Saturday morning, I cleaned Grey’s room properly. (That was the hardest of them.) I dropped off dry cleaning. I went to the bank. I did the bills. Finally, I left to New York to go pick up the boys.
So what did I do with my precious, precious time of liberty? I caught up on chores. In fact, I pushed myself HARD to attempt to get as many chores done as possible.

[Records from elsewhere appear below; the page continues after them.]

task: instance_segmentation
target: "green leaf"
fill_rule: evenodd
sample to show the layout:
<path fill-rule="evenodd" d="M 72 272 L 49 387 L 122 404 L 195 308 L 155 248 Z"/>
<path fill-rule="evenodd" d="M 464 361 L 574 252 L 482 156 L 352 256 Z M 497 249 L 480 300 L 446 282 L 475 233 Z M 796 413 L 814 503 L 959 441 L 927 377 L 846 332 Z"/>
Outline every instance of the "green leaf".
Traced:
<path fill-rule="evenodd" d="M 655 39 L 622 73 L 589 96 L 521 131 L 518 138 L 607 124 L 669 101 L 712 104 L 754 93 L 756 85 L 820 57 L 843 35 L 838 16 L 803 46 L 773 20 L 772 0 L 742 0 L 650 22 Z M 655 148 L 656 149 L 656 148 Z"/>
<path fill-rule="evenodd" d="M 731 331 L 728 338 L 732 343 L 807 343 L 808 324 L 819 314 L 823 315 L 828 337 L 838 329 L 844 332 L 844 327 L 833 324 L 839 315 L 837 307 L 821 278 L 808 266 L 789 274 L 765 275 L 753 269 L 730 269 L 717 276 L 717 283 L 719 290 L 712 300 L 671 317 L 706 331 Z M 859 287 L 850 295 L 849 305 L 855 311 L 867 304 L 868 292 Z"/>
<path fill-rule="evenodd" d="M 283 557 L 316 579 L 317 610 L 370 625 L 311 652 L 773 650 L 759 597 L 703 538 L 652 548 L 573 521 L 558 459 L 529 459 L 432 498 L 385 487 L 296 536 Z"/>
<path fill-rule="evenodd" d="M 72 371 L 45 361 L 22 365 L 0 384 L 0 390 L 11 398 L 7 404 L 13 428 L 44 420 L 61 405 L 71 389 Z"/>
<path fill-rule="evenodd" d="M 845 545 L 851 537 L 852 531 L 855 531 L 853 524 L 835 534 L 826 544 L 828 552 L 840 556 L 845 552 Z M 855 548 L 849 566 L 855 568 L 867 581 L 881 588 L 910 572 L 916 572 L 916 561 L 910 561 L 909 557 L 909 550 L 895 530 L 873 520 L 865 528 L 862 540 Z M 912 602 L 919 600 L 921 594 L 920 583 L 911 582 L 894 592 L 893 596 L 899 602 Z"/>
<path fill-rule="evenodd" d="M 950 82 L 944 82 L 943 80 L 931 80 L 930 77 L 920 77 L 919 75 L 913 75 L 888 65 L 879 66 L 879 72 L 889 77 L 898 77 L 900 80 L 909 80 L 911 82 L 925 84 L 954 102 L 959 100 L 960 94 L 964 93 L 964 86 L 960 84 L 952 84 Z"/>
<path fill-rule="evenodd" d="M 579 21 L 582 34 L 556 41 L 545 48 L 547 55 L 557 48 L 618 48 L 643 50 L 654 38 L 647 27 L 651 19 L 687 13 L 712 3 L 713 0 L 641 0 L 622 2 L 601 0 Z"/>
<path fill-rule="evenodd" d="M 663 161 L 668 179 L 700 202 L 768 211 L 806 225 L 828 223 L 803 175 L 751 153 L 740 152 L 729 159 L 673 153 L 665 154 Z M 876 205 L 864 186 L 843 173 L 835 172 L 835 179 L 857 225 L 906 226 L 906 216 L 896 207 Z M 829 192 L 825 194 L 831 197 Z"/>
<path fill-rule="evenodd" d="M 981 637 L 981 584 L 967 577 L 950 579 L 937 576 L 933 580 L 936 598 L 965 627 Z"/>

“What” says the extremely ardent reader who has made it so far through my litany of “ohmygosh am I busy!” – “What makes you think we’re interested?” It’s this, oh Ardent Reader. It was something of a revelation of my sense of self. I think it will come as no surprise to anyone who knows me that being busy and engaged in satisfying labors is part of who I am. It’s not a small part either, and I think it’s growing. That’s no bad thing, because I am satisfied with being satisfied by labor.
But I think it also sounds the warning gong of a person too busy. I may fully utilize my time to be productive, but in exchange for what? Would I have been better off reading a book on the (overgrown) back lawn? Would my life be richer if I had gone North and left my farmshare to fend for itself? Or would I be less happy, heading into my busiest time of year in a chaotic and unrestful environment? How many days would I have to have off in order to feel like I was done with what needed doing? Or is that a goal that can even be accomplished? How do I draw the line between true work that needs to be done, work that I think needs to be done, things that I do that are like work but are also hobbyish (like canning), and true leisure and rest?
I’m curious how you, oh Ardent Reader, navigate these decisions. How do you draw the lines?